How many long days and long weeks didst thou number,
Ere he faded before thee, the friend of thy heart?
And, oh! was it meet, that—no requiem read o'er him—
No mother to weep, and no friend to deplore him,
And thou, little guardian, alone stretch'd before him—
Unhonour'd the Pilgrim from life should depart ?
When a Prince to the fate of the Peasant has yielded,
The tapestry waves dark round the dim-lighted hall;
With scutcheons of silver the coffin is shielded,

And pages stand mute by the canopied pall:

Through the courts, at deep midnight, the torches are gleaming;
In the proudly-arch'd chapel the banners are beaming;
Far adown the long aisle sacred music is streaming,
Lamenting a Chief of the People should fall.

But meeter for thee, gentle lover of nature,

To lay down thy head like the meek mountain lamb,
When, wilder'd, he drops from some cliff huge in stature,
And draws his last sob by the side of his dam.

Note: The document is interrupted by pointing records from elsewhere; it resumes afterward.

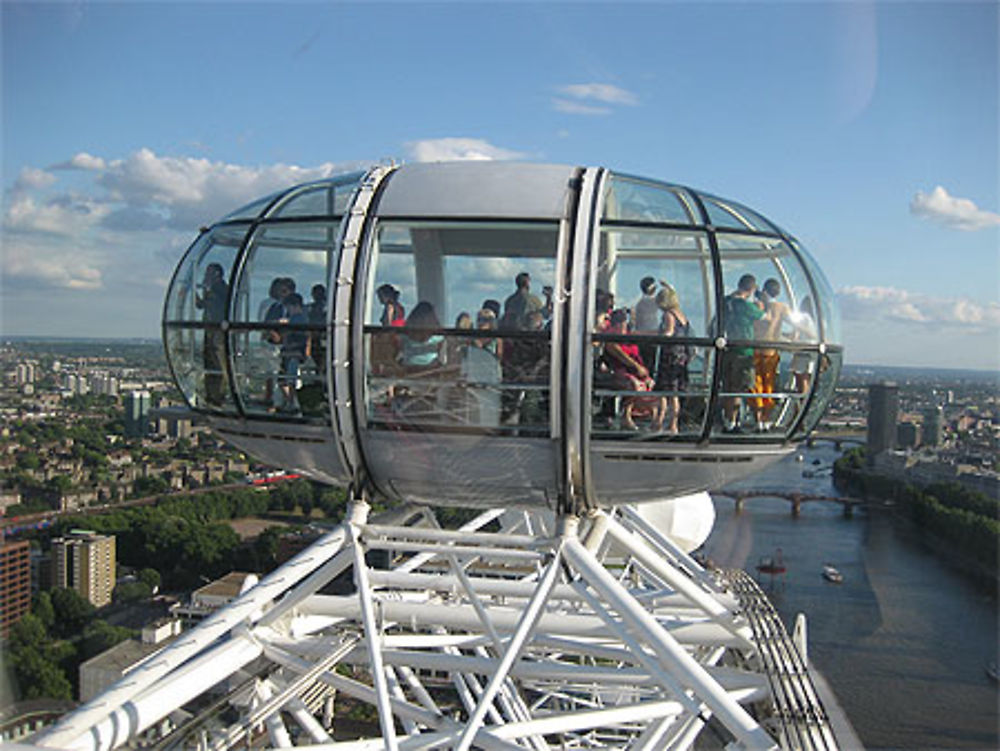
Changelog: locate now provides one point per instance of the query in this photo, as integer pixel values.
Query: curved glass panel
(195, 312)
(827, 299)
(731, 215)
(253, 209)
(279, 315)
(442, 351)
(826, 371)
(634, 200)
(670, 403)
(779, 285)
(655, 293)
(315, 201)
(728, 215)
(199, 289)
(198, 359)
(328, 198)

And more stately thy couch by this desert lake lying,
Thy obsequies sung by the grey plover flying,
With one faithful friend but to witness thy dying,

In the arms of Hellvellyn and Catchedicam.

THE DYING BARD.

[1806.]

AIR-Daffydz Gangwen.

The Welsh tradition bears, that a Bard, on his death-bed, demanded his harp, and played the air to which these verses are adapted; requesting that it might be performed at his funeral.

I.

DINAS EMLINN, lament; for the moment is nigh,

When mute in the woodlands thine echoes shall die :
No more by sweet Teivi Cadwallon shall rave,
And mix his wild notes with the wild dashing wave.

II.

In spring and in autumn thy glories of shade
Unhonour'd shall flourish, unhonour'd shall fade;
For soon shall be lifeless the eye and the tongue,
That view'd them with rapture, with rapture that sung.